One of my patients follows the specific carbohydrate diet to help with inflammation due to inflammatory bowel disease. For patients that self-exclude, or do not prefer or tolerate dairy products, what are other food options that can ensure adequate calcium within their diet?

It has become quite common for families to choose to become dairy-free — whether by choice or tolerability. To ensure children receive enough calcium in their diet, consider adding calcium-rich foods such as collard greens, navy beans, tempeh, quinoa, tofu and almonds to their diets. Other good choices are homemade yogurt or nut milk without additives. When following a restricted diet, it is important to work with a registered dietitian to ensure the diet is being followed correctly and nutrition requirements are being met. To help with meal ideas, we’ve created recipes that are dairy-free and delicious, including coconut milk ice cream and blueberry pancakes. Learn more at chop.edu/nutrition-recipes.

What tips can you offer to families using a blenderized tube feeding regimen who have concerns about tube clogging?

Blenderizing whole foods for tube feeding has become quite popular. However, it is important to use the correct equipment to ensure the blend is smooth enough to flow. We recommend using a high-quality or commercial-grade blender. It’s important to use a combination of liquid, wet and thick ingredients in the recipe. If a recipe contains too many thickening ingredients (i.e. potato, carrot or pumpkin), the blend will likely be too thick and potentially lumpy, which can result in a clogged tube. Pro tip: Blend the ingredients while hot. Hot ingredients always blend better due to the steam and higher moisture content, yielding a smoother blend.

How can I ensure patients with chronic illnesses receive adequate fiber while they are using self-imposed dietary restrictions?

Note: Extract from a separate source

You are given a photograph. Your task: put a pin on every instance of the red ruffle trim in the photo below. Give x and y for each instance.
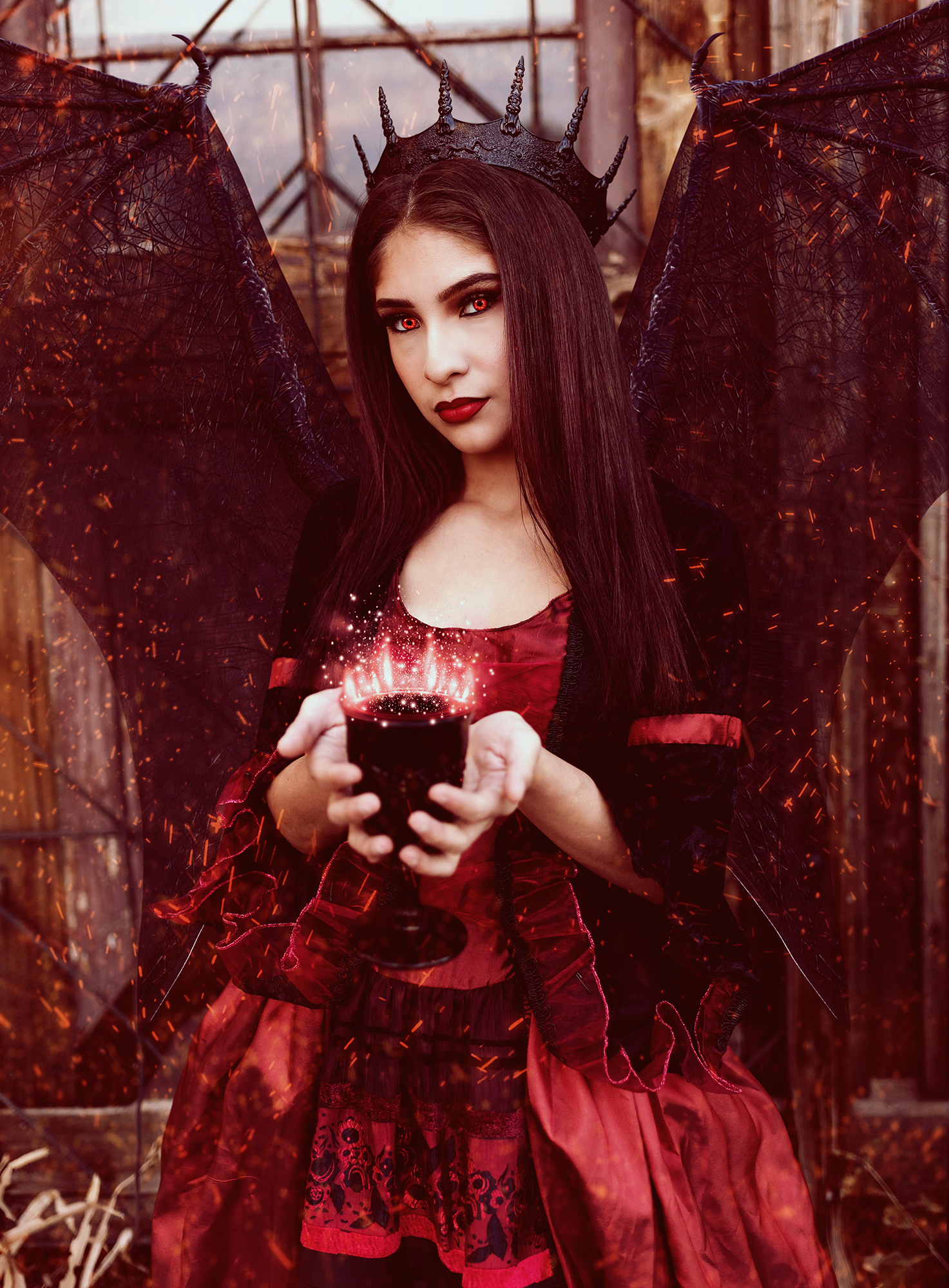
(244, 893)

Soluble fiber slows stomach emptying so sugar is released and absorbed into the body more slowly. Insoluble fiber helps keep bowel movements regular and prevents constipation. Choosing a variety of fruits and vegetables may assist with digestion. Consult with a registered dietitian for individualized recommendations that will ensure your patient receives adequate fiber. One easy way to incorporate fruits and leafy greens into a child’s diet is with a smoothie (try spinach and mango which taste delicious together). We’ve also developed a recipe for Mighty Bars — made with figs and dates — that is loaded with fiber and perfect for when your patients are on-the-go. Get more details at chop.edu/nutrition-recipes.

Paige Vondran is medical chef educator, and Natalie L. Stoner is a clinical dietitian in the Center for Pediatric Inflammatory Bowel Disease, both at CHOP

DISCLAIMER

This Q&A is intended to provide general information and may need to be adapted for each specific patient based on the professional judgment of the patient’s healthcare practitioner, consideration of any unique circumstances, the needs of each patient and their family and other factors. It is not intended to constitute medical advice or treatment, nor should it be relied upon as such.